Fight for publicly run schooling

Teachers and students successfully struck against 'academy' status in Lewisham, south London, in 2015, photo by Socialist Party

Teachers and students successfully struck against ‘academy’ status in Lewisham, south London, in 2015, photo by Socialist Party   (Click to enlarge: opens in new window)

Lucy Brotherston, teaching assistant

The new Tory government under Theresa May will continue converting state schools to ‘academy’ status and setting up new ‘free schools’.

This, along with May’s drive on new grammars, illustrates a determination to remove power from local authorities, replacing them with unaccountable private bodies.

The BBC recently got hold of figures suggesting 113 academy trusts in England have run up debts of almost £25 million.

And this, it seems, is the tip of the iceberg. The academies project has allowed unscrupulous businesspeople to redirect huge amounts of public money out of schools into their own pockets all over the country.

Meanwhile, the Observer found in 2015 there were two claims of “financial irregularity” against academies and free schools every month. There were 58 allegations in the three years from 2012.

Some have resulted in convictions for fraud. The Perry Beeches Academy Trust, which runs five secondary schools in Birmingham, paid nearly £1.3 million to a business which then paid a “second salary” to one of its headteachers, Liam Nolan.

Former Haberdashers’ Aske’s Federation accountant Samuel Kayode creatively accounted for £4.1 million. He was jailed for nine years.

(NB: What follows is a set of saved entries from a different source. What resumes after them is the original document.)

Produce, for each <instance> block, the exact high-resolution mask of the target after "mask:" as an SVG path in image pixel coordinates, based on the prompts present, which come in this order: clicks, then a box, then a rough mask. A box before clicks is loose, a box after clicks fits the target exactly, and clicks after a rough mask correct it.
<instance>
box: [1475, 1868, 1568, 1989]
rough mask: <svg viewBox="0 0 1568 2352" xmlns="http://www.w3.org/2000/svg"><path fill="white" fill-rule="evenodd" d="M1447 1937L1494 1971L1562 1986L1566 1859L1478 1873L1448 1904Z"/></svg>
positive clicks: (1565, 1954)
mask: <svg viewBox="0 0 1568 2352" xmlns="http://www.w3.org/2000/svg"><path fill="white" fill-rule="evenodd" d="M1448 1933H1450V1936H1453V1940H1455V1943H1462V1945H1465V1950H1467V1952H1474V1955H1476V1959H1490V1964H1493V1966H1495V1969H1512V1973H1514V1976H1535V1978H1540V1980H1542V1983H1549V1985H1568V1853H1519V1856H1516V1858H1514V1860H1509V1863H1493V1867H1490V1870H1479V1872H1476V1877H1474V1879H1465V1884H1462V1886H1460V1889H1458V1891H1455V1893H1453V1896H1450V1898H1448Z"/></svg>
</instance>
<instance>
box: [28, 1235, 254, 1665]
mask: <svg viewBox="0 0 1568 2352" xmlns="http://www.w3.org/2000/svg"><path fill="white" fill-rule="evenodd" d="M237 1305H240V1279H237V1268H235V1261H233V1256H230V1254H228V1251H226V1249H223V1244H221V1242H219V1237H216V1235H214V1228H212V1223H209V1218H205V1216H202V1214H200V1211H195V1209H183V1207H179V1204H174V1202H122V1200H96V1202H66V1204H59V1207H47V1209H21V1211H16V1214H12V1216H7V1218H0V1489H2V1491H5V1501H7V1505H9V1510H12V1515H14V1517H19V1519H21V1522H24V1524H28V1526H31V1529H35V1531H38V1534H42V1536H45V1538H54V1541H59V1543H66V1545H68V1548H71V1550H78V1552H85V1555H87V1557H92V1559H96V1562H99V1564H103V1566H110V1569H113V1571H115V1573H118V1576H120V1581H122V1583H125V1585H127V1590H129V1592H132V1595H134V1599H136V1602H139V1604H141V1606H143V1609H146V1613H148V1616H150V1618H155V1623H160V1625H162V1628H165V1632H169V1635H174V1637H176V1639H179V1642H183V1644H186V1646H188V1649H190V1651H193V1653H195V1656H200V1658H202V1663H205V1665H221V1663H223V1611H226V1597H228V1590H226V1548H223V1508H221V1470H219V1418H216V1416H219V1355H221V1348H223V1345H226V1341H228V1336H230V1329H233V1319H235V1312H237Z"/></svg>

Sajid Husain Raza is the former headteacher of Kings Science Academy in Bradford, West Yorkshire. His sister Shabana Hussain, a teacher at the school, and Daud Khan, its former financial director, were convicted of a total of 15 charges by a jury at Leeds Crown Court.

And there has been the saga around the ‘irregular’ financial dealings of Sir Greg Martin, former head of the Durand Academy Trust. He was knighted for his services to education and lauded by Education Secretary Michael Gove.

Academy Trusts behave like big businesses. They pay their headteachers huge salaries – figures in the hundreds of thousands are considered normal. Meanwhile, they ask staff living with pay freezes to reapply for their own jobs due to ‘budget constraints’.

This situation is clearly not sustainable. We must stop academies and free schools. Fight for high-quality, fully funded, publicly owned and run schools, under the democratic control of staff, parents and the community.